Sunday, February 13, 2011

I'm really looking forward to Avengers Academy 9



They've put out a preview for this one, so I'm optimistic it will ship on time. It's the book this week I'm looking forward to the most, because it continues my favorite Avengers Academy subplot, Quicksilver and Finesse.

Finesse really is my favorite new female character. You know that Data stereotype, with the robot who wants to have feelings and understand humans? How super-played it is? Well, Finesse is the opposite of it, being a human being who can't seem to understand feelings. She can't even get her own behavior at times. It's really interesting to watch.

In addition to that, she is pretty much perfect at everything else and so tends to be a bit overconfident. I love that we have this hypercompetent woman who is a failure at the stereotypically feminine area of intuition and empathy. It makes her very unusual.

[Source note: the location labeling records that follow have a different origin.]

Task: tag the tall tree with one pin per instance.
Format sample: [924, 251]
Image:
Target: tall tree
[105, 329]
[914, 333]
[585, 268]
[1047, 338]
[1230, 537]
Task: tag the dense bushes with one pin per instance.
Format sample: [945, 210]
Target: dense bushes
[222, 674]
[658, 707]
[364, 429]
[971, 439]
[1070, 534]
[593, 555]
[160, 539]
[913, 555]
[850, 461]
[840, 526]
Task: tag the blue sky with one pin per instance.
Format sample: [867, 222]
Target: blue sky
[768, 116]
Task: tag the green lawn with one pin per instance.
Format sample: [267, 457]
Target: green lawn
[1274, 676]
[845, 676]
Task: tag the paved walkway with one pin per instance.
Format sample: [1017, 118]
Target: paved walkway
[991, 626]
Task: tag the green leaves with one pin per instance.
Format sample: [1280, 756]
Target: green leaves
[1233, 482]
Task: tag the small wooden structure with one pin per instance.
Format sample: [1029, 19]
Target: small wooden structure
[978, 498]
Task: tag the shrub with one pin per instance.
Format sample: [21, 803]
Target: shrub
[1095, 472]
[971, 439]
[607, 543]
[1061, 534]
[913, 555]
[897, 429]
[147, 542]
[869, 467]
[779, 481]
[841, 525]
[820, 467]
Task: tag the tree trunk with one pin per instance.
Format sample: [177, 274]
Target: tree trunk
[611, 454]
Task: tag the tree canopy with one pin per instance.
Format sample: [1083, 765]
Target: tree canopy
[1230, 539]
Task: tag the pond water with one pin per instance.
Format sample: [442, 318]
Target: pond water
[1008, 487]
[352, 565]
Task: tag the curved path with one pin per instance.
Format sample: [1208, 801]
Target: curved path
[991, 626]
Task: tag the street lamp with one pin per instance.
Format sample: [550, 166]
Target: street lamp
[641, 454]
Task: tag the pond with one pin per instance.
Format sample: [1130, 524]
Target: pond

Her entire motivation is she wants to learn new things. At every turning point, Finesse's thought is "Can I learn something from this person? Can I learn something from this action?" If she can't better herself from the action or interaction, she doesn't see the point of it. She is not altruistic or sympathetic towards anyone, but she's also not vindictive or actively malicious.

She has a fixation on Magneto that will probably bite her in the ass later on.

Plus she may be a villain's kid (and this issue is what promises to confirm or kill that possibility), and they have her tangled up with my favorite teacher on the team. Hell, this has actually redeemed the horrible Lie storyline for with the blackmail angle. Finesse, not understanding or empathizing with anyone, is constantly trying to test things so she can manipulate others into behaving the way she wants. (So far there's no indication this is for control, but because everyone else can do it and she can get people to teach her new things) She tries a little schoolgirl gushing on Hank, for example, and is disappointed it doesn't work. So for Quicksilver, once she figures out he lied about being a Skrull she decides she's going to blackmail him into teaching her everything Magneto taught him.

This is insanely amusing to me for two big reasons:

1) In the last Finesse issue, #2, she observes an argument between Pietro and Hank over appropriate training methods. Hank doesn't feel it's right to use the methods Magneto used, even watered down and with the safety on. Hank wins, but Finesse wants to learn the Magneto lessons. So... she is blackmailing him to teach her things that he already wanted to teach her.

2) She is an amateur at manipulation, and really doesn't understand how to do it. Contrast that with Magneto, who has practiced manipulation as the leader of a terrorist cult, the leader of his own country, convincing one of his sworn enemies to become romantically involved with him, and in a multi-decade struggle against a TELEPATH for the most powerful followers in the mutant community. Magneto is a master at social relations. Since he was a teenager, Quicksilver has found himself playing delicate manipulation games with Magneto where they do things like try to convince each other they are on the same side and see who double-crosses the other first. And judging by how pissed off Magneto was over the last game, documented in House of M... Quicksilver won. (And yes, I am prepared to argue over this one.)

Even discounting that last one, the fact that Pietro can play at all on Magneto's field means Finesse is in for one hell of a lesson here.

Gage has said that one of the kids will definitely go bad, and maybe others. I hope Finesse stays good because she's a real departure from the typical hero. I guess a lot depends on what happens in this issue, how the Taskmaster reacts to her and how she reacts to him. Maybe it'll open her emotions. Maybe it won't, but she sees a logical reason to follow one path or another.

The setup here is she only has Quicksilver for framing, but that might be the best chance she has. Hank, Tigra, and Justice have been mentoring the other kids and they are very touchy-feely teachers. Finesse just can't comprehend that, she needs a much colder and harsher perspective. Quicksilver is one of the most emotional members of the team, but he protects his heart well. We know he's capable of a lot of caring and kindness if she does have an emotional awakening here and needs sympathy. And if she doesn't, Quicksilver can strip away any appeal to pure heroism and present a brutal picture of reality. He can take it down to her odds of survival and success on either side of the moral divide. Every other teacher will come down to "This is the RIGHT way to act," but Pietro's much more cynical. He's bickered over right and wrong with his father, he knows that villains think they're in the right usually. He can make a good case for "this is the best way to act" and not tie it to mushy goodness.